A study combining tumor cells from patients with breast cancer with a laboratory model of blood vessel lining provides the most compelling evidence so far that a specific trio of cells is required for the spread of breast cancer. The findings could lead to better tests for predicting whether a woman’s breast cancer will spread and to new anticancer therapies. The study was published in Science Signaling (2014; doi:10.1126/scisignal.2005329).
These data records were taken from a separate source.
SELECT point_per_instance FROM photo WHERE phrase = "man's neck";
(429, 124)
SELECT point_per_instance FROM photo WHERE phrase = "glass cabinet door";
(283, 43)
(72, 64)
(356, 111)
In earlier studies involving animal models and human cancer cell lines, researchers found that breast cancer spreads when three specific cells are in direct contact: an endothelial cell, a perivascular macrophage, and a tumor cell that produces high levels of Mena, a protein that enhances a cancer cell’s ability to spread.
Where these three cells come in contact is where tumor cells can enter blood vessels, called a tumor microenvironment of metastasis (TMEM). Tumors with high numbers of TMEM sites (ie, they have a high TMEM score) were more likely to metastasize than were tumors with lower TMEM scores. In addition, the researchers found that cancer tissues high in MenaINV, an invasive form of Mena, were especially likely to metastasize.
“Those studies revealed new insights into how cancer might spread, but they didn’t necessarily show what is happening in patients,” said study leader Maja Oktay, MD, PhD, associate professor of pathology at Albert Einstein College of Medicine Yeshiva University and attending cytopathologist at Montefiore Einstein Center for Cancer Care in New York, New York.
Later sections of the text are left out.